Stand up for Tasmania’s amazing forests and take 30 seconds to join our cyber action and email Ta Ann’s Japanese corporate customers directly!
Check out some of the excellent media coverage from Southern Cross News and The Australian …
Activists launch cyber war on timber firm’s ‘veneer of eco-friendliness’
- BY:MATTHEW DENHOLM, TASMANIA CORRESPONDENT
- From:The Australian
- February 01, 2012 12:00AM

Conservationists at the action against Ta Ann. Picture: Matthew Newton Source: The Australian
A NEW campaign will try to persuade some of Japan’s biggest home-building companies to boycott timber sourced from Tasmania’s native forests, outraging the state government.

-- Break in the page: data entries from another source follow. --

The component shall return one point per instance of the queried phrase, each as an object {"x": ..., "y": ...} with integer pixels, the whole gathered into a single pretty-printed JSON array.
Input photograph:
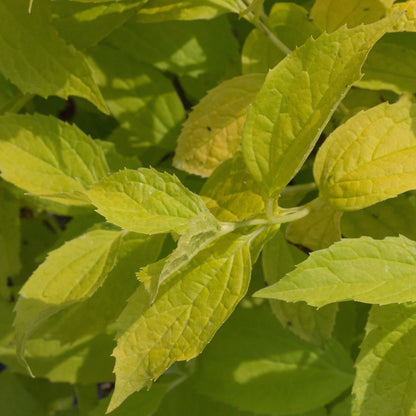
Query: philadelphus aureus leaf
[
  {"x": 364, "y": 270},
  {"x": 70, "y": 274},
  {"x": 385, "y": 384},
  {"x": 311, "y": 324},
  {"x": 212, "y": 132},
  {"x": 255, "y": 364},
  {"x": 192, "y": 304},
  {"x": 381, "y": 71},
  {"x": 231, "y": 193},
  {"x": 53, "y": 69},
  {"x": 329, "y": 15},
  {"x": 319, "y": 229},
  {"x": 298, "y": 97},
  {"x": 145, "y": 201},
  {"x": 161, "y": 10},
  {"x": 370, "y": 158},
  {"x": 47, "y": 157},
  {"x": 407, "y": 20},
  {"x": 200, "y": 232},
  {"x": 388, "y": 218}
]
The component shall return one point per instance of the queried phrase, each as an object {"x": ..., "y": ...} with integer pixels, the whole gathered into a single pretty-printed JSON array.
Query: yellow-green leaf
[
  {"x": 385, "y": 384},
  {"x": 161, "y": 10},
  {"x": 297, "y": 99},
  {"x": 70, "y": 274},
  {"x": 212, "y": 132},
  {"x": 231, "y": 193},
  {"x": 311, "y": 324},
  {"x": 192, "y": 304},
  {"x": 145, "y": 201},
  {"x": 37, "y": 60},
  {"x": 49, "y": 158},
  {"x": 329, "y": 15},
  {"x": 319, "y": 229},
  {"x": 370, "y": 158},
  {"x": 200, "y": 232},
  {"x": 407, "y": 20},
  {"x": 364, "y": 270}
]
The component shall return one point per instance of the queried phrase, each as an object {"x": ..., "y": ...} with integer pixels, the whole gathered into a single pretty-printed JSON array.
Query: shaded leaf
[
  {"x": 272, "y": 371},
  {"x": 386, "y": 367},
  {"x": 53, "y": 69}
]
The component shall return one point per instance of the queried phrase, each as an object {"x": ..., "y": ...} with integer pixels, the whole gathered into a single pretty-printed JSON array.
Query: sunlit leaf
[
  {"x": 212, "y": 132},
  {"x": 192, "y": 304},
  {"x": 297, "y": 99},
  {"x": 364, "y": 270},
  {"x": 385, "y": 380},
  {"x": 70, "y": 274},
  {"x": 369, "y": 158},
  {"x": 53, "y": 69},
  {"x": 311, "y": 324},
  {"x": 145, "y": 201}
]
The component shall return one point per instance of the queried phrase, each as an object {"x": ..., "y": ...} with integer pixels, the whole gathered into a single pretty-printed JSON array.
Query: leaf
[
  {"x": 290, "y": 23},
  {"x": 21, "y": 396},
  {"x": 185, "y": 400},
  {"x": 255, "y": 364},
  {"x": 212, "y": 132},
  {"x": 319, "y": 229},
  {"x": 297, "y": 99},
  {"x": 161, "y": 10},
  {"x": 369, "y": 158},
  {"x": 143, "y": 403},
  {"x": 311, "y": 324},
  {"x": 329, "y": 15},
  {"x": 364, "y": 270},
  {"x": 200, "y": 232},
  {"x": 191, "y": 305},
  {"x": 9, "y": 237},
  {"x": 388, "y": 218},
  {"x": 9, "y": 95},
  {"x": 47, "y": 157},
  {"x": 104, "y": 307},
  {"x": 145, "y": 201},
  {"x": 115, "y": 160},
  {"x": 407, "y": 21},
  {"x": 51, "y": 69},
  {"x": 381, "y": 71},
  {"x": 70, "y": 274},
  {"x": 142, "y": 100},
  {"x": 385, "y": 367},
  {"x": 84, "y": 24},
  {"x": 231, "y": 193},
  {"x": 183, "y": 48}
]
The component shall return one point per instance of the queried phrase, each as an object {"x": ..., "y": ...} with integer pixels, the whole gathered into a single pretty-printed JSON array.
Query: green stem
[
  {"x": 260, "y": 21},
  {"x": 304, "y": 187},
  {"x": 262, "y": 25}
]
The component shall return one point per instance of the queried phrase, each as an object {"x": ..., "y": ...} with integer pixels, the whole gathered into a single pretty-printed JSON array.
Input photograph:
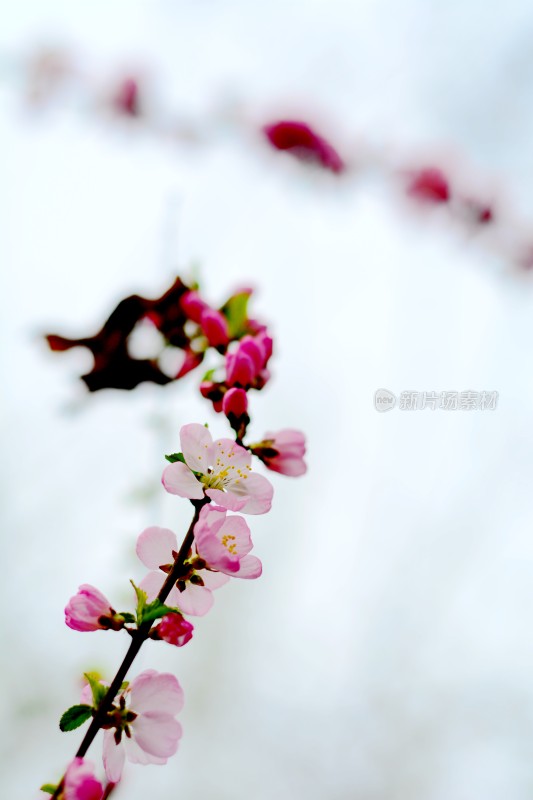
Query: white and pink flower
[
  {"x": 156, "y": 548},
  {"x": 282, "y": 452},
  {"x": 151, "y": 730},
  {"x": 222, "y": 469},
  {"x": 88, "y": 610},
  {"x": 224, "y": 543}
]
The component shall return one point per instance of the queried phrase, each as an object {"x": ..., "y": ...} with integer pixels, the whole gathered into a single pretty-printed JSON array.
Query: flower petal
[
  {"x": 155, "y": 545},
  {"x": 157, "y": 734},
  {"x": 195, "y": 443},
  {"x": 214, "y": 580},
  {"x": 114, "y": 757},
  {"x": 226, "y": 499},
  {"x": 227, "y": 454},
  {"x": 156, "y": 691},
  {"x": 237, "y": 527},
  {"x": 250, "y": 567},
  {"x": 178, "y": 479},
  {"x": 256, "y": 490}
]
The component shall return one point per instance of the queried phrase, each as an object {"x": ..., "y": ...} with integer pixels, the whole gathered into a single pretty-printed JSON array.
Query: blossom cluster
[{"x": 218, "y": 478}]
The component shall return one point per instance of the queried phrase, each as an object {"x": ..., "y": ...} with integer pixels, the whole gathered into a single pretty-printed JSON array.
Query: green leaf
[
  {"x": 173, "y": 457},
  {"x": 157, "y": 609},
  {"x": 236, "y": 312},
  {"x": 97, "y": 689},
  {"x": 126, "y": 616},
  {"x": 74, "y": 717},
  {"x": 142, "y": 598}
]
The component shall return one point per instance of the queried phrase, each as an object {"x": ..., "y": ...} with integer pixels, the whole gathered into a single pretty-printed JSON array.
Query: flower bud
[
  {"x": 235, "y": 403},
  {"x": 240, "y": 370},
  {"x": 88, "y": 610},
  {"x": 215, "y": 328},
  {"x": 429, "y": 185},
  {"x": 265, "y": 341},
  {"x": 174, "y": 629},
  {"x": 190, "y": 362},
  {"x": 282, "y": 452},
  {"x": 252, "y": 348}
]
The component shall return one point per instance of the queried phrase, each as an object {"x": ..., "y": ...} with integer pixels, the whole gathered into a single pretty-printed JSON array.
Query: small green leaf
[
  {"x": 157, "y": 609},
  {"x": 74, "y": 717},
  {"x": 97, "y": 689},
  {"x": 173, "y": 457},
  {"x": 236, "y": 312},
  {"x": 126, "y": 616}
]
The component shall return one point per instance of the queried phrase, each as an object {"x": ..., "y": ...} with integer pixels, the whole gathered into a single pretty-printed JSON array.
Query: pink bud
[
  {"x": 235, "y": 402},
  {"x": 303, "y": 143},
  {"x": 193, "y": 305},
  {"x": 251, "y": 347},
  {"x": 265, "y": 341},
  {"x": 80, "y": 782},
  {"x": 240, "y": 369},
  {"x": 127, "y": 98},
  {"x": 174, "y": 629},
  {"x": 190, "y": 362},
  {"x": 88, "y": 609},
  {"x": 283, "y": 452},
  {"x": 429, "y": 185},
  {"x": 215, "y": 328},
  {"x": 262, "y": 379}
]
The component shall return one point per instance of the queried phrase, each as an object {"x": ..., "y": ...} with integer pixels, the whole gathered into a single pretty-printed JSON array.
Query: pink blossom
[
  {"x": 235, "y": 403},
  {"x": 240, "y": 369},
  {"x": 190, "y": 362},
  {"x": 429, "y": 185},
  {"x": 222, "y": 469},
  {"x": 152, "y": 732},
  {"x": 156, "y": 548},
  {"x": 283, "y": 452},
  {"x": 88, "y": 610},
  {"x": 252, "y": 347},
  {"x": 304, "y": 143},
  {"x": 80, "y": 783},
  {"x": 126, "y": 100},
  {"x": 224, "y": 543},
  {"x": 174, "y": 629},
  {"x": 215, "y": 328}
]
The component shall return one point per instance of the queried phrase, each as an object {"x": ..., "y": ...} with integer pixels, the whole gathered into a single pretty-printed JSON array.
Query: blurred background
[{"x": 386, "y": 652}]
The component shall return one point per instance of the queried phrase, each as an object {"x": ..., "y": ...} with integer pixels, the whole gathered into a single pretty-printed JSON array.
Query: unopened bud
[
  {"x": 215, "y": 328},
  {"x": 235, "y": 403}
]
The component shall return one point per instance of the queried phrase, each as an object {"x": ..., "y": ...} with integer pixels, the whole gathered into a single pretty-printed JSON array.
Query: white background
[{"x": 386, "y": 652}]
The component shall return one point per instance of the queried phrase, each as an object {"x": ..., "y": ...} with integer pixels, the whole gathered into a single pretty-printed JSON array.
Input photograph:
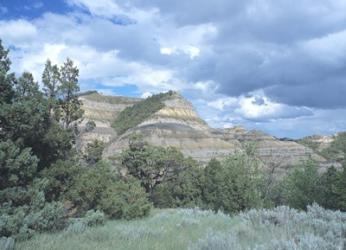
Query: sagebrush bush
[
  {"x": 90, "y": 219},
  {"x": 281, "y": 228},
  {"x": 125, "y": 199},
  {"x": 6, "y": 243}
]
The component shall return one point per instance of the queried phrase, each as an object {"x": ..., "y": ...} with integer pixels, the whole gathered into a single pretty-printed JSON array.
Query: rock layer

The campaign launched yesterday by groups including Markets for Change and headed by a former state Greens leader will run in Japan and Australia and try to put pressure on customers of the Malaysian-based Tasmanian flooring veneer-maker Ta Ann.
The group is using a website – taann.com.au – that is very close to the name of the company’s site, and says it is confident of replicating the success of a similar campaign in Japan that contributed to Gunns Ltd’s decision to quit native forest woodchipping.
Tasmanian Premier Lara Giddings has attacked the campaign as “absolutely shameful” and has provided her personal endorsement of Ta Ann’s environmental credentials.
However, former Greens leader Peg Putt, now a consultant with Markets for Change, said Ta Ann was the “driver” for the logging of 1950ha of Tasmanian native forests that were initially promised for federal protection.
These forests were excised from a conservation agreement between the Gillard and Giddings governments last month after an independent process found they could not be protected without reneging on existing contracts. Ms Putt, who visited Japan late last year to begin lobbying Ta Ann’s customers, mostly makers and purchasers of flooring for new homes, said the company was misleading the market by claiming to sell “eco-friendly” veneers.
“Ta Ann can be part of the solution and we will support them — or they can continue to hold fast to being part of the problem and to trying to greenwash their credentials,” Ms Putt said.
“We will hound them until they make the change that will be better for the forests, better for their company and meet the expectations of their Japanese customers,” she said.
“Ta Ann are the driving force behind the failed moratorium on logging and the breach of the intergovernmental agreement on forests.”
The company, which has contracts for the supply of up to 265,000m a year of peeler logs, insists this is sourced only from regrowth forests and constitutes timber that would otherwise be wood-chipped.
Ta Ann, which has two Tasmanian veneer mills, in the Huon Valley and in Smithton, employing 160 people, would not comment further yesterday.
But it was staunchly defended by Ms Giddings. “It’s absolutely shameful what Markets for Change and Peg Putt are doing in relation to Ta Ann,” she said.
The Premier said she had visited the company’s Malaysian headquarters and found its commitment to the environment to be genuine. “Ta Ann is a respected company around the world,” Ms Giddings said. “It is absolutely wrong what Markets for Change are doing in trying to undermine this important forest company.”
The protest website features images taken yesterday of protesters in logged forests holding banners in Japanese, targeting key Ta Ann customers Panasonic, Daiwa House, Sekisui House and Eidai.
In the case of Daiwa, it also features a cardboard cut-out of the company’s mascot, Daiwa Man, alongside felled forest in the Picton Valley south of Hobart.
The website urges people to demand Ta Ann source its Tasmanian timber from outside the 572,000ha they regard as high-conservation value forest.
This latest controversy comes amid more bad news for the state’s beleaguered timber industry. Hobart-based sawmiller McKay Timber temporarily stood down 30 workers citing a lack of market for wood residues.